Entrevista:O Estado inteligente

sábado, agosto 02, 2008

Amorim entra e sai com o pé esquerdo

Amorim, pede pra sair

A falta de acordo não seria tão amarga se o chanceler
não saísse das negociações moralmente derrotado
por suas próprias e absurdas declarações

Fotos Vincent Thian/AP e Sergio Dutti/AE

NINGUÉM MERECE
Traço de união: antiamericanismo infantil e língua solta aproximam Amorim do iraniano Ahmadinejad

O fracasso das negociações comerciais de Doha ecoa a falência verbal que levou o ministro das Relações Exteriores, Celso Amorim, a entrar nas reuniões com o pé esquerdo no lugar da língua e a sair delas com a autoridade destroçada por duas declarações de natureza intrinsecamente perversa. Uma análise do que disse o ministro:

• "O autor não é bom, mas é verdade: uma mentira dita muitas vezes vira verdade." A declaração tinha por objetivo desmentir um avanço nas negociações sobre produtos agrícolas supostamente difundido por representantes dos países desenvolvidos (leia-se Estados Unidos, claro). Definir o "autor" como "não bom" é possivelmente a melhor coisa já dita sobre Joseph Goebbels nos últimos sessenta anos. Goebbels foi o monstruoso e fanático ministro da Propaganda de Adolf Hitler, apologista do extermínio das "raças inferiores" e algoz dos judeus de Berlim .– e dos próprios não-judeus, que incitou a resistir, quando a guerra estava perdida. Depois do suicídio de Hitler, foi chanceler por um dia, que aproveitou para mandar a mulher matar os seis filhos do casal, antes de ambos se despacharem. Além de repugnante em si mesmo, citar Goebbels incorre na "Lei de Godwin" – quanto mais se prolonga uma discussão, a probabilidade de alguém fazer uma comparação envolvendo nazistas ou Hitler tende para 1. A partir daí, em virtude da disparidade da comparação, diz a Lei de Godwin, a discussão já está perdida. O fato de a representante americana nas negociações ser Susan Schwab, filha de sobreviventes do genocídio dos judeus, provocou uma típica não-desculpa de Amorim – "Se ofendi alguém...".

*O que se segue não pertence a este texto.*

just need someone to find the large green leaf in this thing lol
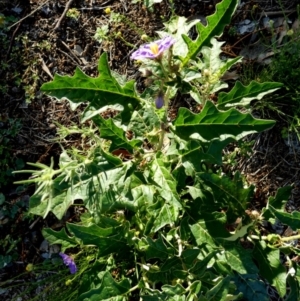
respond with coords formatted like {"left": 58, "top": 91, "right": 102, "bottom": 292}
{"left": 205, "top": 276, "right": 232, "bottom": 301}
{"left": 161, "top": 283, "right": 186, "bottom": 296}
{"left": 159, "top": 16, "right": 200, "bottom": 58}
{"left": 262, "top": 186, "right": 292, "bottom": 223}
{"left": 217, "top": 81, "right": 283, "bottom": 110}
{"left": 93, "top": 115, "right": 142, "bottom": 152}
{"left": 128, "top": 104, "right": 161, "bottom": 140}
{"left": 77, "top": 271, "right": 130, "bottom": 301}
{"left": 181, "top": 0, "right": 238, "bottom": 65}
{"left": 174, "top": 138, "right": 234, "bottom": 176}
{"left": 268, "top": 205, "right": 300, "bottom": 231}
{"left": 268, "top": 186, "right": 292, "bottom": 211}
{"left": 141, "top": 256, "right": 187, "bottom": 285}
{"left": 147, "top": 153, "right": 182, "bottom": 231}
{"left": 190, "top": 221, "right": 218, "bottom": 250}
{"left": 173, "top": 101, "right": 275, "bottom": 141}
{"left": 29, "top": 174, "right": 71, "bottom": 219}
{"left": 141, "top": 288, "right": 186, "bottom": 301}
{"left": 131, "top": 183, "right": 156, "bottom": 209}
{"left": 189, "top": 211, "right": 230, "bottom": 240}
{"left": 197, "top": 38, "right": 241, "bottom": 94}
{"left": 139, "top": 234, "right": 174, "bottom": 260}
{"left": 150, "top": 153, "right": 181, "bottom": 205}
{"left": 253, "top": 241, "right": 286, "bottom": 297}
{"left": 202, "top": 137, "right": 235, "bottom": 165}
{"left": 222, "top": 243, "right": 258, "bottom": 274}
{"left": 152, "top": 202, "right": 179, "bottom": 232}
{"left": 42, "top": 228, "right": 77, "bottom": 251}
{"left": 30, "top": 161, "right": 135, "bottom": 220}
{"left": 190, "top": 250, "right": 220, "bottom": 276}
{"left": 233, "top": 274, "right": 269, "bottom": 301}
{"left": 41, "top": 53, "right": 141, "bottom": 123}
{"left": 286, "top": 275, "right": 300, "bottom": 301}
{"left": 71, "top": 162, "right": 137, "bottom": 215}
{"left": 188, "top": 172, "right": 253, "bottom": 223}
{"left": 67, "top": 222, "right": 127, "bottom": 257}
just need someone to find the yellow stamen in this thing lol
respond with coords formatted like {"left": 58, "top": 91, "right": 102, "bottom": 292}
{"left": 150, "top": 43, "right": 159, "bottom": 55}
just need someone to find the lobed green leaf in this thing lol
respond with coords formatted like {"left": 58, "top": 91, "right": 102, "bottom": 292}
{"left": 174, "top": 101, "right": 275, "bottom": 141}
{"left": 181, "top": 0, "right": 238, "bottom": 65}
{"left": 41, "top": 53, "right": 141, "bottom": 123}
{"left": 217, "top": 81, "right": 283, "bottom": 110}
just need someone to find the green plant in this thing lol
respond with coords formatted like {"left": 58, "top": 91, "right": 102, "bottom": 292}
{"left": 0, "top": 251, "right": 95, "bottom": 301}
{"left": 0, "top": 117, "right": 23, "bottom": 188}
{"left": 94, "top": 10, "right": 145, "bottom": 47}
{"left": 0, "top": 14, "right": 21, "bottom": 96}
{"left": 241, "top": 14, "right": 300, "bottom": 142}
{"left": 66, "top": 8, "right": 80, "bottom": 20}
{"left": 94, "top": 24, "right": 110, "bottom": 44}
{"left": 16, "top": 0, "right": 300, "bottom": 299}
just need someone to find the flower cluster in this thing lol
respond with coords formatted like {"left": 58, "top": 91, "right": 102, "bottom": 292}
{"left": 59, "top": 252, "right": 77, "bottom": 274}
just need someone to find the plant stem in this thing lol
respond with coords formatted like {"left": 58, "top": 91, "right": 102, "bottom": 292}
{"left": 129, "top": 284, "right": 139, "bottom": 292}
{"left": 281, "top": 234, "right": 300, "bottom": 242}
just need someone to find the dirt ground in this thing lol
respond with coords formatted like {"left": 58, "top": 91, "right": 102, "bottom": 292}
{"left": 1, "top": 0, "right": 300, "bottom": 299}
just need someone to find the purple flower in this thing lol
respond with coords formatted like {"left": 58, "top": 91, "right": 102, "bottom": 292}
{"left": 59, "top": 252, "right": 77, "bottom": 274}
{"left": 155, "top": 95, "right": 164, "bottom": 109}
{"left": 131, "top": 36, "right": 175, "bottom": 60}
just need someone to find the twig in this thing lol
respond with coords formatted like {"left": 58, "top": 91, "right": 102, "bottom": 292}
{"left": 6, "top": 21, "right": 22, "bottom": 60}
{"left": 8, "top": 0, "right": 50, "bottom": 30}
{"left": 260, "top": 161, "right": 283, "bottom": 181}
{"left": 57, "top": 48, "right": 80, "bottom": 66}
{"left": 78, "top": 5, "right": 116, "bottom": 11}
{"left": 59, "top": 40, "right": 82, "bottom": 65}
{"left": 29, "top": 217, "right": 41, "bottom": 230}
{"left": 54, "top": 0, "right": 74, "bottom": 31}
{"left": 38, "top": 54, "right": 53, "bottom": 79}
{"left": 78, "top": 0, "right": 114, "bottom": 10}
{"left": 259, "top": 9, "right": 295, "bottom": 18}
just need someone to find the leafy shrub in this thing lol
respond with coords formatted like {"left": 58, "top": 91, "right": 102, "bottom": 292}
{"left": 16, "top": 0, "right": 300, "bottom": 300}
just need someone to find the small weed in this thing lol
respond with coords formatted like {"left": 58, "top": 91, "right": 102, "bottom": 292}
{"left": 66, "top": 8, "right": 80, "bottom": 20}
{"left": 241, "top": 26, "right": 300, "bottom": 143}
{"left": 94, "top": 10, "right": 146, "bottom": 47}
{"left": 0, "top": 117, "right": 23, "bottom": 188}
{"left": 94, "top": 24, "right": 109, "bottom": 44}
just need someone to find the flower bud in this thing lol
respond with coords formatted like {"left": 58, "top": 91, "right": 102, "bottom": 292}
{"left": 203, "top": 69, "right": 210, "bottom": 77}
{"left": 26, "top": 263, "right": 34, "bottom": 272}
{"left": 155, "top": 94, "right": 164, "bottom": 109}
{"left": 141, "top": 69, "right": 152, "bottom": 77}
{"left": 104, "top": 7, "right": 111, "bottom": 14}
{"left": 141, "top": 34, "right": 148, "bottom": 41}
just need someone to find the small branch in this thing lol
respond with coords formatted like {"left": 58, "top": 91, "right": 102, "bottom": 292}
{"left": 59, "top": 40, "right": 82, "bottom": 65}
{"left": 6, "top": 21, "right": 22, "bottom": 60}
{"left": 78, "top": 6, "right": 115, "bottom": 11}
{"left": 129, "top": 284, "right": 139, "bottom": 293}
{"left": 281, "top": 234, "right": 300, "bottom": 242}
{"left": 54, "top": 0, "right": 74, "bottom": 31}
{"left": 175, "top": 233, "right": 183, "bottom": 257}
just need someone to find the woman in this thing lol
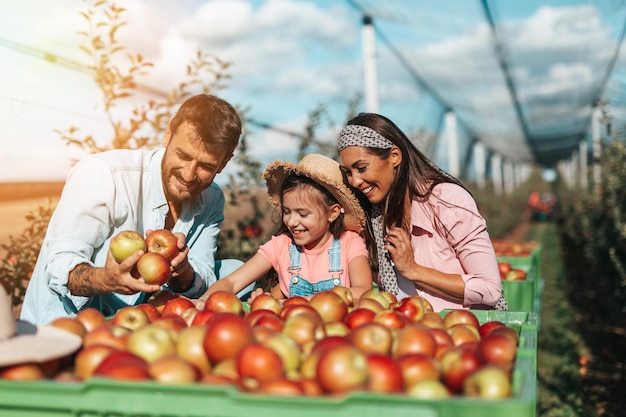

• "Deus queira que não seja preciso outro 11 de setembro." Assim o chanceler insinuou que o impasse comercial só seria rompido com atentados terroristas de proporções comparáveis aos de 2001 nos Estados Unidos. Se morasse no Irã do presidente Mahmoud Ahmadinejad, com quem parece se identificar na parolice desvairada, o autor poderia ser preso por exposição indecente das próprias idéias. Toda frase que, numa situação de confronto, começa com "Deus queira que isso não aconteça" significa exatamente o seu oposto ("Queira Deus que você seja castigado por seus pecados"). Ficam patentes o antiamericanismo infantil, um fenômeno freqüente nos que se sentem inferiorizados pela superpotência, e a expressão de desejos inconfessáveis (os Estados Unidos "mereceram" ser atacados e podem "merecer" de novo). O lapso elimina a hipótese de que, com a primeira declaração, o chanceler estivesse provocando os americanos em público para, a portas fechadas, trair a Argentina, como fez, sem sucesso.

Ainda a propósito da citação nazista: Goebbels, que se sentia excluído do círculo mais próximo de Hitler e se desdobrava no sicofantismo, jamais disse a frase mencionada por Amorim (mas uma variação: "Uma grande mentira sempre tem uma certa credibilidade"). Deus queira que o ministro jamais seja comparado a ele.